Sostenere Conte è come se il Pd rinunciasse a candidarsi a guidare il Paese, ritagliandosi il ruolo di portatore d’acqua. E non è il solo paradosso della vicenda.
Per continuare, va detto che adesso è Matteo Renzi, l’uomo che ha inventato questo governo, ad attaccare il premier: «Se Conte, per Zingaretti, è l’uomo su cui puntare in futuro, per noi invece non lo è e non lo sarà mai». Perché? «Ricordo le frasi sul populismo, il giustizialismo, sulla Diciotti, sul reddito di cittadinanza, su quota 100». Già, per un anno e mezzo l’Avvocato del popolo è stato anche avvocato di Salvini, nel caso della Diciotti e verosimilmente in quello della Gregoretti, per non parlare degli osanna ricevuti negli happening di una volta dei Cinque Stelle: in fondo è stata la faccia pulita del vaffa. Cioè esattamente il contrario di una visione progressista e garantista.

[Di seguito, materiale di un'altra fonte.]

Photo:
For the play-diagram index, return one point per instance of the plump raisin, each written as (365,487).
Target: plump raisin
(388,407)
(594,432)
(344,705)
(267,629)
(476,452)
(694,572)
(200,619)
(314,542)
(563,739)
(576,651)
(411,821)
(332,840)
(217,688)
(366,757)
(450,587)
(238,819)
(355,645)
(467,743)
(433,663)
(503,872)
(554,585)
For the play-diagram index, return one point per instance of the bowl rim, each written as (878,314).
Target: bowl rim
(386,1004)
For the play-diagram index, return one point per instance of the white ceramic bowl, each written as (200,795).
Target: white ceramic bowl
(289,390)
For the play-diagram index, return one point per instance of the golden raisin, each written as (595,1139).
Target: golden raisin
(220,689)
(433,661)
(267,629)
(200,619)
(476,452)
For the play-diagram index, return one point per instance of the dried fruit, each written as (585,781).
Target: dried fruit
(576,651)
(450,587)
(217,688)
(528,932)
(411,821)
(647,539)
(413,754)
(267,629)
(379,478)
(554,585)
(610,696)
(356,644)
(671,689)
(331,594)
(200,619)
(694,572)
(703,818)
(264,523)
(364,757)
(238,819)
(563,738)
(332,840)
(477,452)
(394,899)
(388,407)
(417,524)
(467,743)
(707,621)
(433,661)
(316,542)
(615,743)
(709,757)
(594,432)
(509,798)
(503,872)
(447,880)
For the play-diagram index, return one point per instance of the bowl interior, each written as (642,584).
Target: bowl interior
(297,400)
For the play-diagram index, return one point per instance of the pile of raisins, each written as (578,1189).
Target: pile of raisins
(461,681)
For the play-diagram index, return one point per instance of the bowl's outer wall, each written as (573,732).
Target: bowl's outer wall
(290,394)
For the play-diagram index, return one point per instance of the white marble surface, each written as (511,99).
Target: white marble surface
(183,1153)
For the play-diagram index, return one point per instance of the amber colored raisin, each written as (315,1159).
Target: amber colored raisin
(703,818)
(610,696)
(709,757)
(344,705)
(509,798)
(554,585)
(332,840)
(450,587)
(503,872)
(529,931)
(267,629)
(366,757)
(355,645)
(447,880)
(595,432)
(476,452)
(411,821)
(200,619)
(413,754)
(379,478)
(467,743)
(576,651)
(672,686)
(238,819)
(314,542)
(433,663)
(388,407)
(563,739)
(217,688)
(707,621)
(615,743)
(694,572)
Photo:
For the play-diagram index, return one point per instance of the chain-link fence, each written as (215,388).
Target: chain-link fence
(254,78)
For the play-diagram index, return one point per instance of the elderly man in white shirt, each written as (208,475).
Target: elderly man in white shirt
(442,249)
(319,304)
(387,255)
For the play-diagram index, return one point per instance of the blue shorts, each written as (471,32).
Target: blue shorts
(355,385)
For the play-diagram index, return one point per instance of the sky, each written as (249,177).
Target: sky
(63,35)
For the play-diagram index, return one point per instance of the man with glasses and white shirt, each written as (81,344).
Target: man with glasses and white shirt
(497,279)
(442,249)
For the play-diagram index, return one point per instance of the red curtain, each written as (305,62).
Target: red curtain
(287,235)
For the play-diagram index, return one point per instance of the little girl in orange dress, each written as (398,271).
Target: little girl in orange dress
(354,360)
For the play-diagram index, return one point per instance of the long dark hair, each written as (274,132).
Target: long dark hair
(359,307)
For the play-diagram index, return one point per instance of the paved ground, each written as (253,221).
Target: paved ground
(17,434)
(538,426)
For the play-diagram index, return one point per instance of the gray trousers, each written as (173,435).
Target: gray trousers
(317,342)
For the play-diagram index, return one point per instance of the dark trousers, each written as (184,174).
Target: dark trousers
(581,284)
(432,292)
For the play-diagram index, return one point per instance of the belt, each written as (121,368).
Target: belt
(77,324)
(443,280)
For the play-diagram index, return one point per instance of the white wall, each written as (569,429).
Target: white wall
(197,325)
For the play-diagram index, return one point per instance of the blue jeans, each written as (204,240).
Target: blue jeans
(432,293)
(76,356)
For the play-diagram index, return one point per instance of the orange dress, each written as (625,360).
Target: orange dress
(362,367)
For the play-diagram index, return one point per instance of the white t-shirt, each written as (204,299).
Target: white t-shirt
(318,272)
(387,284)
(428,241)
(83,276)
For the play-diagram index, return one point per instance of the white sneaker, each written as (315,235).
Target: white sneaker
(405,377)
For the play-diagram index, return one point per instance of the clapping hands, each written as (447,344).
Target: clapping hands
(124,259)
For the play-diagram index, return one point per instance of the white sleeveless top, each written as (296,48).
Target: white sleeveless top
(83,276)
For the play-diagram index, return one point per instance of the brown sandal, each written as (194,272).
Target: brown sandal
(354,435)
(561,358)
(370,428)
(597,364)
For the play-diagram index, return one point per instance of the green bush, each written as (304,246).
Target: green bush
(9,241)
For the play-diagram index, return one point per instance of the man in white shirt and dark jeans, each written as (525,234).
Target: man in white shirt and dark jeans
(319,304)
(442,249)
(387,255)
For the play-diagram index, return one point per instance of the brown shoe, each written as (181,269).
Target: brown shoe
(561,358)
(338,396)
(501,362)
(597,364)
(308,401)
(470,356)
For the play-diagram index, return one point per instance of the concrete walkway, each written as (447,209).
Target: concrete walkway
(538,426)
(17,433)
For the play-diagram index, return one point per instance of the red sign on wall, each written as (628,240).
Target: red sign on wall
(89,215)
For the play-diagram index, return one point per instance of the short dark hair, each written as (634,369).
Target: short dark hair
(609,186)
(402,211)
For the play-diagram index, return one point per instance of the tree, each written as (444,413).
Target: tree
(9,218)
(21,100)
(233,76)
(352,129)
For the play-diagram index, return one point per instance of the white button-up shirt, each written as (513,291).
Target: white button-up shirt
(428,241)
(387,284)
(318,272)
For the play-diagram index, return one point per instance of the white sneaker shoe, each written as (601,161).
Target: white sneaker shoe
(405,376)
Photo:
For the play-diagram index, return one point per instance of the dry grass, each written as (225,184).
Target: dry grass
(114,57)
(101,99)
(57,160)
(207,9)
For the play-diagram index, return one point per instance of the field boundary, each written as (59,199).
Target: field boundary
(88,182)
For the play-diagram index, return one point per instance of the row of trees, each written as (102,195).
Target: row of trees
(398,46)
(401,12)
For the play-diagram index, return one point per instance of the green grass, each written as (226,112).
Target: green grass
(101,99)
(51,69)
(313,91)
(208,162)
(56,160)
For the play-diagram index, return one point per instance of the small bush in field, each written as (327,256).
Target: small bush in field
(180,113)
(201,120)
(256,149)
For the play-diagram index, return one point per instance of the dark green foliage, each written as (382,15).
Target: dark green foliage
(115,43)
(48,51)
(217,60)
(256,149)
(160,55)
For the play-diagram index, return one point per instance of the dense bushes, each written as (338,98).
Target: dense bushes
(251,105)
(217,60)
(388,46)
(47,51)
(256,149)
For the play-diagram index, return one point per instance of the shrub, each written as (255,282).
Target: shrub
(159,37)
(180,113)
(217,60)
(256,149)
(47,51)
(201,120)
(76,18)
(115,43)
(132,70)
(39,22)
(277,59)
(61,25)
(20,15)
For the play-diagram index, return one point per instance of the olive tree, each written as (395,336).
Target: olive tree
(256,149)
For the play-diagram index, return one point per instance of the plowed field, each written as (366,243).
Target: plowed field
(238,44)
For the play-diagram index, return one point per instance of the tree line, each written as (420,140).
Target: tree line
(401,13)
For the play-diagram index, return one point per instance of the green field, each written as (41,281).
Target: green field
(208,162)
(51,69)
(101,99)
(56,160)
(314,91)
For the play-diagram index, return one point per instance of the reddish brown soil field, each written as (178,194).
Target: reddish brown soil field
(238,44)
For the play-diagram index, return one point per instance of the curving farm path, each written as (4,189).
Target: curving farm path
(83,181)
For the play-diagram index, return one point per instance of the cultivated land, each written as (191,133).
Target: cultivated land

Il “Conte Zelig”, come venne definito da qualcuno, sarebbe dunque diventato da leader del grillismo di destra a ecumenico pastore di un riformismo insapore capace per esempio di surfare fra Salvini e Lamorgese in ossequio a una pratica tecnicamente trasformistica, affatto accompagnata da una qualche esplicita autocritica. Il tutto è un’ottima ma triste metafora di una politica ridotta a mera tattica, a scambio di figurine, quello che si fa da ragazzini. Ma, per dirla con Zingaretti, «vedremo». Al peggio non c’è mai fine.